"If you (India) want to be a part of the global markets, you have to bear this cost (of having hedge funds in the market). Hedge funds have to be there if you want to be integrated with the global trend. Otherwise instances like some development taking place in Thailand and foreign investors selling stocks here would continue to place," Marti G Subrahmanyam, Professor of Finance and Economics, Stern School of Business, New York University, said in Mumbai.
Prof Marti delivered a special address on investments in hedge funds at the Annual Capital Markets Conference organised by industry body Ficci.
Marti opined even though, the source of the money coming to the hedge funds is not revealed, it is wrong just to restrict their entry just because of this.

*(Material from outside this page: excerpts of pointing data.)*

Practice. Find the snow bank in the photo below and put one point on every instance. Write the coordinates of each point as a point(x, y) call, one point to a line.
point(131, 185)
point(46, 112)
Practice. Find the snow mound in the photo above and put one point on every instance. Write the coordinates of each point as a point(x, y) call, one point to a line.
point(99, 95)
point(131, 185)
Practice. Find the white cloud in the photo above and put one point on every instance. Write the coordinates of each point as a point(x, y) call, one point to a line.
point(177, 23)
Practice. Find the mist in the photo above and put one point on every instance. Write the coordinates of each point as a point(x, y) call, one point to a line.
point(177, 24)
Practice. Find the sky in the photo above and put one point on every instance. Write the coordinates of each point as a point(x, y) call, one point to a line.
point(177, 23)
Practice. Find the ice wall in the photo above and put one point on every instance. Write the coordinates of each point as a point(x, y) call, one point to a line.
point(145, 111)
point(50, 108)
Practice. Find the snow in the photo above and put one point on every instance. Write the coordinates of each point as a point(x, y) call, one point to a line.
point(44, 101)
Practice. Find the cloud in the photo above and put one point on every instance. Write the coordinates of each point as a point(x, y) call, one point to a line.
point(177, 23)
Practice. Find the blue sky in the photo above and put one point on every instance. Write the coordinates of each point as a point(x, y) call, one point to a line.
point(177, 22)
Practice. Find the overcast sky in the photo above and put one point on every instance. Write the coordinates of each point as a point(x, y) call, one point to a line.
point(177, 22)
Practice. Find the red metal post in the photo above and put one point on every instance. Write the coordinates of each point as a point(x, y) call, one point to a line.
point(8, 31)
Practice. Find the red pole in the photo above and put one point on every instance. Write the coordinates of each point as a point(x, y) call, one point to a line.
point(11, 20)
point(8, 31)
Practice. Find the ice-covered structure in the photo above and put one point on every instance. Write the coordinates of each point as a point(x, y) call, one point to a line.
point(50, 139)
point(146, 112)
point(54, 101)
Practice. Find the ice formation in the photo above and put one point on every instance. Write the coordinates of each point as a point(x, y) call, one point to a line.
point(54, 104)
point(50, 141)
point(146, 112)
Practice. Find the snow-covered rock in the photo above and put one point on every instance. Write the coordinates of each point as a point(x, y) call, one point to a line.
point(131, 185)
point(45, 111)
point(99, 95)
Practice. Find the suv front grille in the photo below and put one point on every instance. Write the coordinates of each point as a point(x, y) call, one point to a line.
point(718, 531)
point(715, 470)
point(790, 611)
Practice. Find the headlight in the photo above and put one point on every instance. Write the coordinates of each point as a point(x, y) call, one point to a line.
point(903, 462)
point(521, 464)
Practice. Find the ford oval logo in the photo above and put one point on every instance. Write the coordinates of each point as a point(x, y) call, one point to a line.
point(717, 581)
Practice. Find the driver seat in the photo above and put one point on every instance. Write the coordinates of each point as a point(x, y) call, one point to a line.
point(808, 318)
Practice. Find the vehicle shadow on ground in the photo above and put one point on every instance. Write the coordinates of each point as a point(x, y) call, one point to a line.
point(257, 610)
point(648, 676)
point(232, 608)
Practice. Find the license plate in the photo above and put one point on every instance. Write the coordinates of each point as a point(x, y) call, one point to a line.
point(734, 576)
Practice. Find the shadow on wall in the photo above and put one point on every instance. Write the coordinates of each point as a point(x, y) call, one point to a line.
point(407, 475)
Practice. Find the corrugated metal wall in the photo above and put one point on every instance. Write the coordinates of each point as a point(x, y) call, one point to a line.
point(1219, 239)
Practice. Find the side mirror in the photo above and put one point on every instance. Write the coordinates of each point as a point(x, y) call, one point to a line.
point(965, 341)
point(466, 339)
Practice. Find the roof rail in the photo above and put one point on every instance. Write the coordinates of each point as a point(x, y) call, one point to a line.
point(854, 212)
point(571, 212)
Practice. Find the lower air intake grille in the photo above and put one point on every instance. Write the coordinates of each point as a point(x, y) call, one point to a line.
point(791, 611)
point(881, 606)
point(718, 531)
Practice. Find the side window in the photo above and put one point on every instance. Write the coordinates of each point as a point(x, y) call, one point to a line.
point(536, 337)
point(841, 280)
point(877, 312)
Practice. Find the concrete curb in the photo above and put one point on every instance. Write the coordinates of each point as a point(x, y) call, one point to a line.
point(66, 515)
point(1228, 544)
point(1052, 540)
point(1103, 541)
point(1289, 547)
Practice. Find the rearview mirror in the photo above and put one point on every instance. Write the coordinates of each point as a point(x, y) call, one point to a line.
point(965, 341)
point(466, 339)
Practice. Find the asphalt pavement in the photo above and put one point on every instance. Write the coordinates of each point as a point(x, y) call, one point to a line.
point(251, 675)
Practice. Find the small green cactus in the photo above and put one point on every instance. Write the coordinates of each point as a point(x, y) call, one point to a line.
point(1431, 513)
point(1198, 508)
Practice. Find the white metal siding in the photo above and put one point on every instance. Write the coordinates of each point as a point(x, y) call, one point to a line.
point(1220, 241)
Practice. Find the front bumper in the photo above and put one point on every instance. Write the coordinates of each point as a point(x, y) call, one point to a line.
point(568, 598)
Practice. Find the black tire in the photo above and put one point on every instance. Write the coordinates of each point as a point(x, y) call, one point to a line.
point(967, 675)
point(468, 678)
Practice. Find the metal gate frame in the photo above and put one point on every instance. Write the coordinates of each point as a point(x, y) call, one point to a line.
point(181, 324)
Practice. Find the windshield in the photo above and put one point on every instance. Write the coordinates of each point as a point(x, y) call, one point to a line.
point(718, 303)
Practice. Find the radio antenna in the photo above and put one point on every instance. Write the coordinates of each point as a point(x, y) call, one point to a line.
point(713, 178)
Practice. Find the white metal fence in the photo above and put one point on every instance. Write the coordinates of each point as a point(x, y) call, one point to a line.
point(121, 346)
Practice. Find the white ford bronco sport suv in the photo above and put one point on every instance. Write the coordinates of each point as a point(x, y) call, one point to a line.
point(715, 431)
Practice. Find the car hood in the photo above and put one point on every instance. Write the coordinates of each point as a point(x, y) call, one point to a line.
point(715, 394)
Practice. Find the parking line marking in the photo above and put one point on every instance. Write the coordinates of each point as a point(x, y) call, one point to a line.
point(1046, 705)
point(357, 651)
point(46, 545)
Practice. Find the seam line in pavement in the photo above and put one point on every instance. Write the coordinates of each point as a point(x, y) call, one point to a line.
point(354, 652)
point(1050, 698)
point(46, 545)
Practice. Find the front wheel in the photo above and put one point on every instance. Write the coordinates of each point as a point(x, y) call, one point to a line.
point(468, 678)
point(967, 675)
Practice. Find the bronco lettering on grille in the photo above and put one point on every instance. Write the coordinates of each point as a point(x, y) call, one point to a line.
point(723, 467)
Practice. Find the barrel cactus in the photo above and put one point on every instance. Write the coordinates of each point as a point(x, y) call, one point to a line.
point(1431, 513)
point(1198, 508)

"There absolutely no need to stop hedge funds entry just because you don't know the source from where the money came. Essentially, the economy needs foreign capital and these funds could bring it in huge sizes," he told reporters on the sidelines of the function.
Hedge funds, though not allowed officially, are increasingly seen to be active in the Indian markets through the participatory notes issued by foreign institutional investors.

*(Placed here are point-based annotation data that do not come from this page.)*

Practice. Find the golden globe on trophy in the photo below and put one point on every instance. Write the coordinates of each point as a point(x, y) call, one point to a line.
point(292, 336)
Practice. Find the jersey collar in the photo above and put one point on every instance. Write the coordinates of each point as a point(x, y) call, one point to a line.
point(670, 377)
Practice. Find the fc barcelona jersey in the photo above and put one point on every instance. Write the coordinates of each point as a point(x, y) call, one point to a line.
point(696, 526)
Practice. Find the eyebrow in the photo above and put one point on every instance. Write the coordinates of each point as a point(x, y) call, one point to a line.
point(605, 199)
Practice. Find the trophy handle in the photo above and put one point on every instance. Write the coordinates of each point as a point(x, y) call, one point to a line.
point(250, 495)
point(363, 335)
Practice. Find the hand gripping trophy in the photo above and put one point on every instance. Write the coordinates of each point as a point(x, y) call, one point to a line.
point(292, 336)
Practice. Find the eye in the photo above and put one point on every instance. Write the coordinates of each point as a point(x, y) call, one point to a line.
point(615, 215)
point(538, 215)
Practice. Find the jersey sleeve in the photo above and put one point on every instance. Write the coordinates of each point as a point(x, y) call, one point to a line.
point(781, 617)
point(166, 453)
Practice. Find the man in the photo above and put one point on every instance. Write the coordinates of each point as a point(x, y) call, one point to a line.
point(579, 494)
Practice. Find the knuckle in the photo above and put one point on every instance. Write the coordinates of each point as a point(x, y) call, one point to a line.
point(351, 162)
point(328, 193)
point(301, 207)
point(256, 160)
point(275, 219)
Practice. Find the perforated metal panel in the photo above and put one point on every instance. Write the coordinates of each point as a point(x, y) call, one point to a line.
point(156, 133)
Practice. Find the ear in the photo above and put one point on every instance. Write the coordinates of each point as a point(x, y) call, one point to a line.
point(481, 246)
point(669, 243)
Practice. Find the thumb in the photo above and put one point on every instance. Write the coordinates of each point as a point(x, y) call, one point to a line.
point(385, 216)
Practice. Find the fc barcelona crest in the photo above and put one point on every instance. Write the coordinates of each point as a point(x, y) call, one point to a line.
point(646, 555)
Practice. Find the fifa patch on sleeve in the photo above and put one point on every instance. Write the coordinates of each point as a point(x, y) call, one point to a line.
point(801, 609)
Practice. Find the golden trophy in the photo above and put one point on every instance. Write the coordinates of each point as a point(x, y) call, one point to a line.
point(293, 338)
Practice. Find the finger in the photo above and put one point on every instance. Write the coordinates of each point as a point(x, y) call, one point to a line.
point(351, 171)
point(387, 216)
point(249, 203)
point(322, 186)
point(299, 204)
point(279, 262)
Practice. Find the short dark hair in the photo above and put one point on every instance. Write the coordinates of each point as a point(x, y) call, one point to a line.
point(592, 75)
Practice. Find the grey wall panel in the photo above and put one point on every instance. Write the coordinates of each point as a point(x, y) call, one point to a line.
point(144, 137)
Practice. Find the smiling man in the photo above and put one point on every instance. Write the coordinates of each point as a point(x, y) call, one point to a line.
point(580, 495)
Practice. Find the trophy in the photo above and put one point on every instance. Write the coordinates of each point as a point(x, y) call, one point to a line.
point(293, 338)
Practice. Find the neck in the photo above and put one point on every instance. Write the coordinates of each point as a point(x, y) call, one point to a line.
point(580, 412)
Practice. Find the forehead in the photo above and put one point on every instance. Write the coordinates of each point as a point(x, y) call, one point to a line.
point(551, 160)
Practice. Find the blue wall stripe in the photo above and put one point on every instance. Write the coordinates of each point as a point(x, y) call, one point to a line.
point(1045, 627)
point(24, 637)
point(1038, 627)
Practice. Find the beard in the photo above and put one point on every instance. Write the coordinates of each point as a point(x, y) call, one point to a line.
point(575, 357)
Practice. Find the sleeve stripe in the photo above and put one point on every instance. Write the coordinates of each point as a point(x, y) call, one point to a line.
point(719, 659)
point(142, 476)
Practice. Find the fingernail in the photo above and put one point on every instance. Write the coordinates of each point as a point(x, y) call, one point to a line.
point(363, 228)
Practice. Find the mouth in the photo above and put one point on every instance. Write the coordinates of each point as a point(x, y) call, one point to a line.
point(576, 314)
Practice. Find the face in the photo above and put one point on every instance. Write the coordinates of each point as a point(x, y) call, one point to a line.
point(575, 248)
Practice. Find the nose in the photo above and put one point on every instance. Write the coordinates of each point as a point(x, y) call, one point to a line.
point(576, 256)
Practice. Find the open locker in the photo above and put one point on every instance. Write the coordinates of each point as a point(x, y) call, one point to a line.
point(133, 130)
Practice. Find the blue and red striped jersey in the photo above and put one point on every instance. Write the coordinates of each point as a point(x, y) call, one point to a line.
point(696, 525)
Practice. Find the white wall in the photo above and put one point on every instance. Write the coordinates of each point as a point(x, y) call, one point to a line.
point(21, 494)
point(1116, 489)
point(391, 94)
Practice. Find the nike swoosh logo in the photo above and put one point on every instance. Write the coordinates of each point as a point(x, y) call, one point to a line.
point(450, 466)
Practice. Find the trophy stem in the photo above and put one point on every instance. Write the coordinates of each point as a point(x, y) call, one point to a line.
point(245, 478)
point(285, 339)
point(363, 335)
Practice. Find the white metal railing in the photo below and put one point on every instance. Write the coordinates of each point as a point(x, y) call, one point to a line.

Global hedge funds are seeking direct India entry and are learned to have sought short-spanned licenses from Sebi, under which the regulator could review performance of the concerned hedge funds and renew their licences each year.
However, the hedge funds are also criticised for creating in volatility in the market. Asked about it, Professor Marti said that volatility definitely continues to be an issue of concern. But, the regulators could deal with it.
"There are regulatory methods whereby this could be dealt or you could put some investment cap on the. But, if you want to trace source of each money coming through the hedge funds, it is impossible. You have to ensure that the money is not coming from illegal businesses like drug-peddling," he said.